De uma marca boa ou má, Fernando Gonçalves consegue, no entanto, distinguir na perfeição e só de olhar, o fato que sai do pronto-a-vestir, e o que é confeccionado pelas mãos de um artista. "Os acabamentos e os cortes são completamente diferentes", diz. Uma manga mais comprida, um repuxe nas ombreiras, uma costura mal feita são pormenores que não escapam aos olhos deste especialista e "que fazem a diferença na arte de bem vestir um fato", realça. "Um fato à medida é sempre um fato à medida. Feito para o nosso corpo e adaptado às nossas características físicas". Apesar das dificuldades do negócio e da diminuição das encomendas, Fernando Gonçalves vai trabalhando, .todos os dias, com a mesma força e a mesma destreza de outros tempos. Imprime o mesmo rigor e a mesma qualidade no momento do corte e da costura. Acompanha de perto as tendências da moda internacional e tem para oferecer aos seus clientes os melhores tecidos, das melhores marcas. Inglesas, italianas e algumas portuguesas, com uma variedade de oferta alargada, na procura de satisfazer sempre todo o tipo de cliente. Do mais modesto ao mais exigente.
In Primeiro de Janeiro
2 comentários:
Não posso deixar de exprimir o meu descontentamento por não ter conhecido este mestre de "mão".

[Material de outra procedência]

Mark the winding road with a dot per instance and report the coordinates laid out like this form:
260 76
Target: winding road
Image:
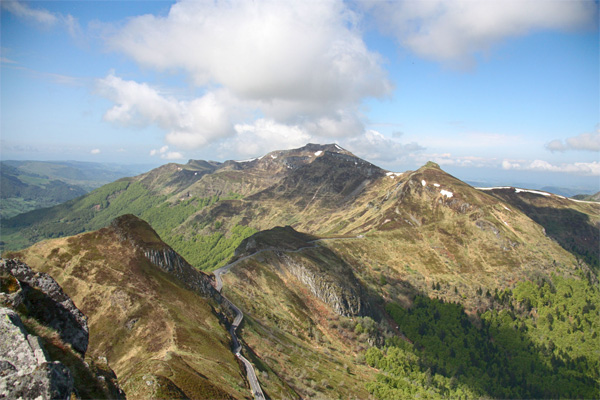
237 347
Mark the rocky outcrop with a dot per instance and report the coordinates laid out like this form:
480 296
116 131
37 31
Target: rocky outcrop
339 289
25 370
142 237
172 263
43 298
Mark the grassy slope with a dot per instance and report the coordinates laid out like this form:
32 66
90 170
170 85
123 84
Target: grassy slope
296 338
145 324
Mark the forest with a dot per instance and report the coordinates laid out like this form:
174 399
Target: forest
540 341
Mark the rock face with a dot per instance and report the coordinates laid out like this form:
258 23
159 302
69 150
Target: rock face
141 235
25 370
172 263
342 293
45 300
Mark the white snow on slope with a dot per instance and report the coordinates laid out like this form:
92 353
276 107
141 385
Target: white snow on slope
531 191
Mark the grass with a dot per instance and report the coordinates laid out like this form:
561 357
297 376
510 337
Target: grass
176 329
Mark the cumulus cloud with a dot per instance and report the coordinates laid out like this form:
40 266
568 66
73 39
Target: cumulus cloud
454 31
579 168
457 161
167 155
22 10
585 141
188 123
262 50
264 135
375 147
298 64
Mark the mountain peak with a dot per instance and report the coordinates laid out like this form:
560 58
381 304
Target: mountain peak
137 230
431 164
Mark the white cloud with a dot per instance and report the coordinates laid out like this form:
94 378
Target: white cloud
578 168
261 50
22 10
263 136
453 31
377 148
43 17
585 141
298 64
453 160
188 123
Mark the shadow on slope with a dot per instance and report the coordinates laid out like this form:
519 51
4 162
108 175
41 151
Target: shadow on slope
449 356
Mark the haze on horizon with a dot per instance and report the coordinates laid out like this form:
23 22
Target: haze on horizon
490 90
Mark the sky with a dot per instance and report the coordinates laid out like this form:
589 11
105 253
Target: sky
497 91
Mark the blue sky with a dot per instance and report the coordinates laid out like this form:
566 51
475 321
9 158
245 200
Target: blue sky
497 91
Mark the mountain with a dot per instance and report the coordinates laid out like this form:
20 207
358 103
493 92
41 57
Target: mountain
156 319
586 197
44 339
348 273
29 185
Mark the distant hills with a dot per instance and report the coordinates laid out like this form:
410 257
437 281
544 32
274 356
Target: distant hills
354 280
29 185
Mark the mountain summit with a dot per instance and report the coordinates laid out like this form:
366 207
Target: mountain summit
327 255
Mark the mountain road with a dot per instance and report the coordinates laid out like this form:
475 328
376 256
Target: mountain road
237 347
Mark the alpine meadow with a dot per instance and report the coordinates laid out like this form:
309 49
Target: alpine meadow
275 199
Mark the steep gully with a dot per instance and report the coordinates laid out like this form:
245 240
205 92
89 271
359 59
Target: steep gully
237 347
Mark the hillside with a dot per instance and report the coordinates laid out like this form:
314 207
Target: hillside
154 318
348 273
30 185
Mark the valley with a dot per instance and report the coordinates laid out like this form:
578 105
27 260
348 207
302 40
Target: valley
352 281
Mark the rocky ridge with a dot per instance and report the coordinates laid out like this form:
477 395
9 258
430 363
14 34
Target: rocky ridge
44 367
25 369
44 299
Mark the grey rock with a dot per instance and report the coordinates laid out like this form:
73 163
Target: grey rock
47 302
340 289
25 371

Sei no entanto que deixou discípulos...E portanto partilhou o seu conhecimento.
Nos dias que correm de facto, os investimentos têm que ser cada vez mais ponderados, devido à perda do poder de compra das pessoas.
No entanto não posso deixar de partilhar, que a decisão de compra está na emoção que desperta em nós o bem adquirido.
Faço parte do grosso da população que perdeu esse poder de comprar, mas ainda assim, gosto de fazer os meus poucos investimentos de forma certeira e acima de tudo que me provoquem emoções fortes cada vez que deles usufruo.
Num futuro próximo, espero poder atestar as emoções fortes geradas pela criatividade da nova geração de alfaiataria, que alia as novas tendências e não descura o rigor e a qualidade transmitida pelos grandes mestres de outrora.
Carlos Rodrigues
Eng. Mecânico
Lamentavelmente não posso colocar este comentário na primeira página. Tenho que o colocar no artigo que lhe deu origem. Mas gostaria de deixar um agradecimento especial ao autor destas palavras, em nome de todos os alfaiates, pela homenagem ao grande mestre alfaiate, Senhor Fernando Gonçalves.